It is 4 years since the last exhibition of works by Michael Forster at this gallery. In that time with the assistance of the Barrie Museum in Ontario, Professor Dennis Read of the University of Toronto, Jennifer Withrow of the McMichael, and of course the Artist's Estate, we have been able to firmly re-establish Michael's position in the line up of Twentieth Century Canadian Abstract Artists.

It is perhaps significant that this exhibition should debut here in London in advance of Journeying to the Toronto International Art Fair and then the Loch Gallery, Hazelton Toronto, on the 18th November. It shows the strength of interest in Canadian Art in this country, something that did not have such public recognition until relatively recently.
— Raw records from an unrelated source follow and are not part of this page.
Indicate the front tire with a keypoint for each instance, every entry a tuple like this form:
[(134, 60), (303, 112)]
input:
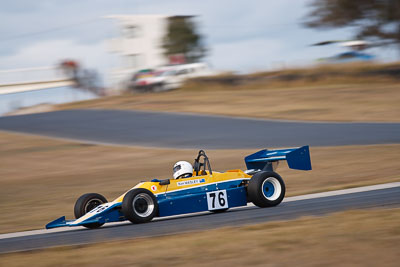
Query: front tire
[(86, 203), (266, 189), (139, 205)]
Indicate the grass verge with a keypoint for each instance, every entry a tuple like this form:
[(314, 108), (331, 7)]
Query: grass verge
[(352, 238), (41, 178)]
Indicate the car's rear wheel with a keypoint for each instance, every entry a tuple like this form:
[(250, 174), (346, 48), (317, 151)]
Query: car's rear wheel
[(266, 189), (139, 205), (86, 203)]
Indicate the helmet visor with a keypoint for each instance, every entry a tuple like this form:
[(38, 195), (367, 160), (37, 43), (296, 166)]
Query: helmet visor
[(177, 168)]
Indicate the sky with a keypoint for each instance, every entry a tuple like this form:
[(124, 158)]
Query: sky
[(242, 36)]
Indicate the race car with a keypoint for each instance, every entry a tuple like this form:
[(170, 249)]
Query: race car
[(205, 190)]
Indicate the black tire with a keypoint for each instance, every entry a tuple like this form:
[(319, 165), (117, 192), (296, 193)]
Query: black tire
[(139, 205), (86, 203), (266, 189)]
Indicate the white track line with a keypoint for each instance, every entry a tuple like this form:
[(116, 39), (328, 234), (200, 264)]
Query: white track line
[(288, 199)]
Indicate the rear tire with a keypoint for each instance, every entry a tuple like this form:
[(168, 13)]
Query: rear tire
[(219, 211), (266, 189), (86, 203), (139, 205)]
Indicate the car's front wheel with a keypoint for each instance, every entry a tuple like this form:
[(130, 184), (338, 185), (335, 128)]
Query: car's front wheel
[(86, 203), (266, 189), (139, 205)]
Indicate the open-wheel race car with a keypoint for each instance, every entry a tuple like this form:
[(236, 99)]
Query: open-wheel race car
[(204, 190)]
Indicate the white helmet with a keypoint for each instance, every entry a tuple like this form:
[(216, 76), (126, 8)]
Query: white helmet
[(182, 168)]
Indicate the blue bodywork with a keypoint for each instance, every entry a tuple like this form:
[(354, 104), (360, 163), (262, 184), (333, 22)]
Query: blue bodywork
[(297, 158), (194, 199)]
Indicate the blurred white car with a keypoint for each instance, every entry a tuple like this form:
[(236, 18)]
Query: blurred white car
[(171, 77)]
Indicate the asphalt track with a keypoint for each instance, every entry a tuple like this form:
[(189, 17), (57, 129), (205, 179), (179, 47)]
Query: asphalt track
[(317, 205), (161, 129)]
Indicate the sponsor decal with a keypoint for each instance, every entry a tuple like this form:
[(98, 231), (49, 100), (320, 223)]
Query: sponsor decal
[(191, 182)]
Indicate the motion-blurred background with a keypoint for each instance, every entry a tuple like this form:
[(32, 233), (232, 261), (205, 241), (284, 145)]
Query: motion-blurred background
[(296, 62)]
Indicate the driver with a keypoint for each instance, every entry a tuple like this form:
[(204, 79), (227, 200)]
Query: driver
[(182, 169)]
Michael Forster was born in Calcutta and spent much of his childhood in the Northern Indian city of Meerut. Situated in the vast flatness of the Ganges plain, this was a land of dramatic visual contrasts as well as, for Forster, a place of great personal tragedy and loss.

On his return to England, Forster was educated at Lancing College in Sussex and studied painting at the Central School of Arts under Bernard Meninsky and William Roberts. He also spent some time studying at the Académie Colarossi, Paris. It was 1927-8 and, in the hope that the Depression would be less bitter in North America than in England, Forster arrived in Toronto.
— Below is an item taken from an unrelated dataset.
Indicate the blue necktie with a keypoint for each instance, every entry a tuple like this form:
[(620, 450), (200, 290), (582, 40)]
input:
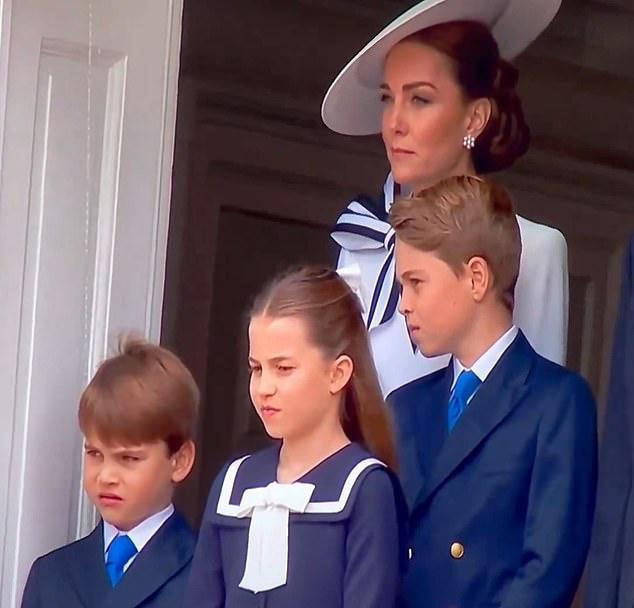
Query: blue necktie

The 1938 Surrealist section of the Canadian National Exhibition was to make a deep impact on Forster’s art. He was to take to heart the movement’s emphasis on the unconscious life of the artist in his intuitive, sensual handling of paint. After the war he was on familiar terms with Jean-Paul Riopelle and the Canadian Automatistes, as well as Diego Rivera and Rufino Tamayo in Mexico City, hence his artistic roots lay well outside the scope of any one movement or national school. He was honoured with a one-man show at the Museo Nacional in Mexico City in 1960 before returning to Canada four years later.

It was only after the death of his first wife, Adele, that Forster returned to England. Settling in Treen, Forster’s work flourished, his primary concern as a painter being the transference of the experience of light and the patterns of nature into instinctive abstract forms. Following in the footsteps of Constable, he took great inspiration from the ever-changing light and cloud formations of the sky. Forster went beyond Constable, however, in also studying the patterns of the night sky. In line with the surrealist practices that were current much earlier in his career, he retained a sense of the importance of artistic intuition:

“I try to work in a state of open, receptive, mindlessness; to be alert to every hint, every direction that reveals itself in the course of the work” (MF, c. 1970).

Experimental and fresh in his use of paint and different media to the very end of his life, his landscapes and quasi-abstract works are astonishing in their variety of handling and richness of colour.